Thursday morning came without confirmation, flight times, no code this time but the unspoken one. If I don't call you, perhaps I am near. Is it a surprise homecoming he wants, or airport fanfare and hugs? Does he wish to sneak away first, to devise within himself courage for the re-entry? If I were a private eye, I would call airlines, seek manifest information, I would sound officious and make the far-away agent, a woman, stumble over her words as she hurried to type his name into her keyboard. Instead, I rush laundry into the dryer, hurry around the house thinking critically, through his eyes, of my livingspace.
When soldiers are completing paperwork for a homecoming, temporary or less so, they must meet with a chaplain, watch PowerPoint slide shows explaining what it is to re-enter their families' lives. They are reminded to be patient and not expect too much, intimacy, authority over children, ecstasy of welcome. They are told not to do what sounds horrible, coming out of the recorded tutorial or the mouth of a man of the cloth, you'd think it obvious, like so much else in these tutorials, soldierly reminders. "It must have happened at least once," Jonathan always says. Once, twice, a million times.
I wonder in the dim Thursday before-sunrise light, watching clouds in grey watercolor smudged, with thick round brush, with thumbprint, across the grey-blue sky, if the re-entry presentation included reminders to call, to let us know. I wake again, and the sun has lit the paint smudges on fire, hot-pink embers, singing! Rejoicing! In my heart it is quiet and hot and expectant and choking. I wake the boys, one by one, I point out the burning clouds, now flaming whitely, almost too much for our eyes. We watch, we talk about what, who, might come this day.
And still, there are dishes and chickens pooping and boys who will wear pajamas on pajama day (too foolish, says Everett, and I want to tip my hat at him, the statement is so Victorian), and we gather together ourselves and our things, we scurry into the car my parents have loaned us, left in the driveway before I saw the first cloudpaint. We buckle seats in, we drive, one schoolboy in pajamas, one not.

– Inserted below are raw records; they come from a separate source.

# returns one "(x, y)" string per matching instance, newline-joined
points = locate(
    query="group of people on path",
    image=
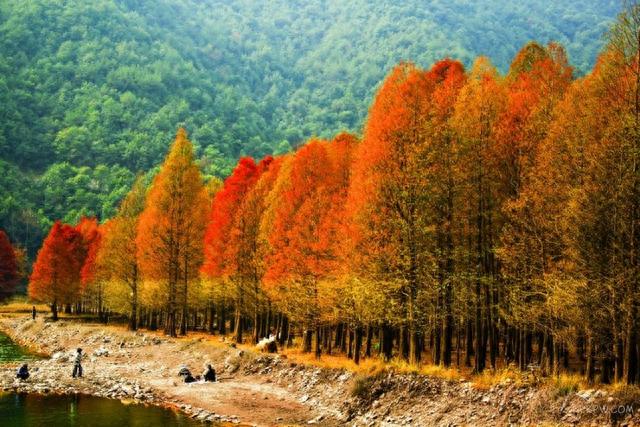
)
(209, 375)
(23, 371)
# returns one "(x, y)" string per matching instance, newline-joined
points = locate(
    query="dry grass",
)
(22, 304)
(369, 366)
(565, 384)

He will come home while I am picking the boys up later that afternoon, hitching a ride with a friend; he will be bearing gifts; he will heed some of the PowerPoint warnings and not others; we will go to the beach, we will feel waves crash over us, we will find seashells, we will watch leopard sharks swim overhead in a tunnel; we will shout and cry and laugh and wrestle and I will sit in a small chair as I hear Truman's teacher and speech therapist confirm, he's smart, so smart, he rages, he does indeed seem like a child with Asperger's.

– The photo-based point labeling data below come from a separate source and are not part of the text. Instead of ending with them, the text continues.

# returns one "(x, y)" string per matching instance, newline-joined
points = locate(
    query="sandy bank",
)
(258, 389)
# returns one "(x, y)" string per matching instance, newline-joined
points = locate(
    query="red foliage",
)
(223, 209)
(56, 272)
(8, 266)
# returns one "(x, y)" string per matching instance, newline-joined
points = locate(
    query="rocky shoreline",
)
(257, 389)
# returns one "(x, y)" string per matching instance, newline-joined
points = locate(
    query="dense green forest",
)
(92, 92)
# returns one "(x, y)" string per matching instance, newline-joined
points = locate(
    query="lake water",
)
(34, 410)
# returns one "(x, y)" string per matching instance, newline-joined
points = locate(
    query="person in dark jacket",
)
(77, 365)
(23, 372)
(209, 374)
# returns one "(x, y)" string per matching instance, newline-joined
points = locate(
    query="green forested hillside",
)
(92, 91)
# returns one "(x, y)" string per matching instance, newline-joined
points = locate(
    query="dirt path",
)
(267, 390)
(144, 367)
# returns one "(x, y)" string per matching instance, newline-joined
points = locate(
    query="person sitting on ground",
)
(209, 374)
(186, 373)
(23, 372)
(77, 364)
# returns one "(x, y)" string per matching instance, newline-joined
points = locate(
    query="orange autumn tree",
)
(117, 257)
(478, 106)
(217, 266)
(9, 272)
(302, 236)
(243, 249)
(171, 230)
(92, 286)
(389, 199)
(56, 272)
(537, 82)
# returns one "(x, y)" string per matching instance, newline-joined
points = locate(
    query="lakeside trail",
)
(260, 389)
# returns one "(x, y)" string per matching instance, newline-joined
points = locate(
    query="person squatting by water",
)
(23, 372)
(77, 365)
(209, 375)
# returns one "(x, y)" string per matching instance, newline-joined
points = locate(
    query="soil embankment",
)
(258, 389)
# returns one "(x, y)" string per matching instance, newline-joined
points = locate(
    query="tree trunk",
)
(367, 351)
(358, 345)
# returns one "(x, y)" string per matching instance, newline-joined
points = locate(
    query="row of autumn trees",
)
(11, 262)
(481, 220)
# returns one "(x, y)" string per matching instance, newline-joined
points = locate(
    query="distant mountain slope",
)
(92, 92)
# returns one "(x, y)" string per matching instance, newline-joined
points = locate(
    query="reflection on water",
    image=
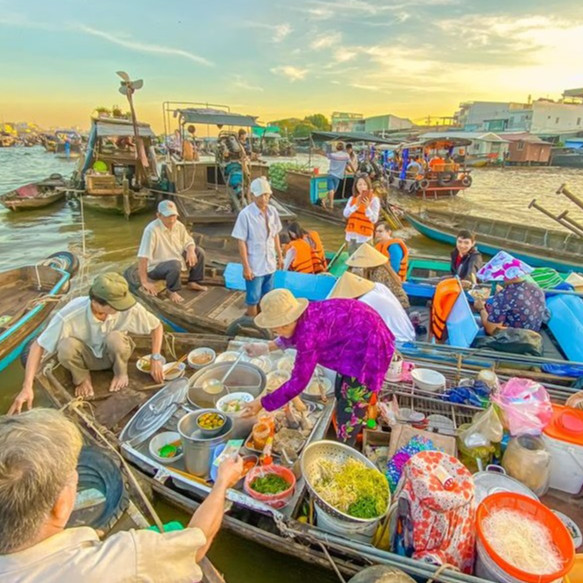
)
(112, 243)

It will be too short and too long, it will be wonderful and terrible, it will destroy us all, it will fix everything. I will wish I could re-write the re-entry documentation; I will know it would be utterly useless. A five-year-old, shouting silently into the storm, crying that he loves you, hugging with all his might, hitting his forehead against the motel bed, bang, bang, bang. Welcome home.